Viktoria PODHORNA, political scientist:

“Kravchuk and Kuchma had diffe­rent approaches to the Constitution. First, Kravchuk is the head of the Constitutional Assembly, established in the time of the incumbent president, and he is interested in application of their developments. Those include many useful projects. Apart from that, Kravchuk is right concerning the violation of the constitutional field. The pact of elites as an agreement between pro-governmental politicians and the opposition, asserted by the Constitution of 2004 with the participation of international observers, and approved in purely a political channel with violation of many procedures. Later it enabled Yanukovych to bring back the Main Law of 1996 in the same illegal manner. This has totally ruined the constitutional field in the state and led to the outrageous situation we are having today and triggered the current political crisis. Bringing back the algorithm of changing the Constitution via different acts won’t in fact restore the constitutional field, it can only bring it back to the zero version.
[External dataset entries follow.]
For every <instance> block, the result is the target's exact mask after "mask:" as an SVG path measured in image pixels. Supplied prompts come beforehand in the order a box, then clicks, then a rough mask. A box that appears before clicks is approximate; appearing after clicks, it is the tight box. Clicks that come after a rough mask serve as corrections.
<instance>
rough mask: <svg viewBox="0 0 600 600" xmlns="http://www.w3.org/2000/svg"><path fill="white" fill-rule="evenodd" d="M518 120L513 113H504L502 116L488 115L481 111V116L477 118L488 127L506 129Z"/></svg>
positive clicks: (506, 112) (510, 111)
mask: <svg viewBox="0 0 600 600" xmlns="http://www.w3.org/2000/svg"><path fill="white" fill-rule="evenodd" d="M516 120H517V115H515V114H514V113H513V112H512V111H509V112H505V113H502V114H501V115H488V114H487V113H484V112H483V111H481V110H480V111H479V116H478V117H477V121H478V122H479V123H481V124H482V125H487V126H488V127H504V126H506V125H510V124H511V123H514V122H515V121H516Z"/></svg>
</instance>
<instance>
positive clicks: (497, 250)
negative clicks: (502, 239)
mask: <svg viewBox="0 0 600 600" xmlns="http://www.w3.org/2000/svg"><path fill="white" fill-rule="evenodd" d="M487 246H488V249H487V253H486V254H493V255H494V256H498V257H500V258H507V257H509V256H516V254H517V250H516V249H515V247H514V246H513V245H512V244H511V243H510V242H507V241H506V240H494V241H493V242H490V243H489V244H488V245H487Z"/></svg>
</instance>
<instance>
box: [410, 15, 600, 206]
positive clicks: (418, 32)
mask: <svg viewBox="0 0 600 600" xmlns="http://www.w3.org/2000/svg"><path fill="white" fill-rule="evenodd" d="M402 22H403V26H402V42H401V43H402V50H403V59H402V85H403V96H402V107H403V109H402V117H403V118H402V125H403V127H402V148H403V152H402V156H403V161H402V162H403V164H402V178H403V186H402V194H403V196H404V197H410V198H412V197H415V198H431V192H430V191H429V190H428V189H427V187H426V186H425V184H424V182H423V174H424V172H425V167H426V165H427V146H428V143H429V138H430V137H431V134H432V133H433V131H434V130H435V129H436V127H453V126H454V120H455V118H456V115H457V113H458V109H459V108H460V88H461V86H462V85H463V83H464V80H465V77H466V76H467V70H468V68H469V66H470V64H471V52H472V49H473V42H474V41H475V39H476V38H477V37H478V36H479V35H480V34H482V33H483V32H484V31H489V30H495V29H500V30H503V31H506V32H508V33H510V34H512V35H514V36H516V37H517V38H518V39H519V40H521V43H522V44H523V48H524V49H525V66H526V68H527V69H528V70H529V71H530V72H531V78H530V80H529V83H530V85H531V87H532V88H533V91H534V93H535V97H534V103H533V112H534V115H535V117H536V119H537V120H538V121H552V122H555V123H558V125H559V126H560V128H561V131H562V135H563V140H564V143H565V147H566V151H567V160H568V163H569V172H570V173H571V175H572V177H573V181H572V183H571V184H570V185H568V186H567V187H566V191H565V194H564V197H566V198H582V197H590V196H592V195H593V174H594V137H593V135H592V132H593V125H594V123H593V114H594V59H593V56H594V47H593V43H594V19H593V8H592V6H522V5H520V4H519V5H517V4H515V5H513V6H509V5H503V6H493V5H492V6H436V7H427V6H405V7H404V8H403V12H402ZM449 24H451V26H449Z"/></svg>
“At the same time, Kravchuk has a very interesting standpoint: he speaks about right things, but later mentions that a ‘gentlemen agreement’ is needed. What is it other than the same pact of elites? There is no way to speak about gentlemen’s agreement when the thing is about acting within legal field. It does not make sense.

“Taking into account the fact that there was at least an agreement when the changes were made in 2004, the incumbent power has unilaterally violated the legal field, and I have serious doubts that they are ready to work seriously on the new draft of Constitution.

“As for Kuchma, who’s an adhe­rent of the Constitution of 2004, we remember how actively he was promoting it in the end of his second cadency and taking part in roundtables. That was what he needed at that time. Now it turns out he remains consistent in his position, although undoubtedly there is some political reason. At that time Kuchma appealed to the fact that approving of the new text of the Constitution is a step against authorita­rianism. However, he remained an authoritarian president for a long while himself.

“But the Constitution of 2004 is in fact imperfect. Both experts and politicians have been warning against it, because it was mainly drafted by the Med­ved­chuk Administration, so it is based on the mechanisms of misba­lancing of Ukraine’s political system and certain external interests.”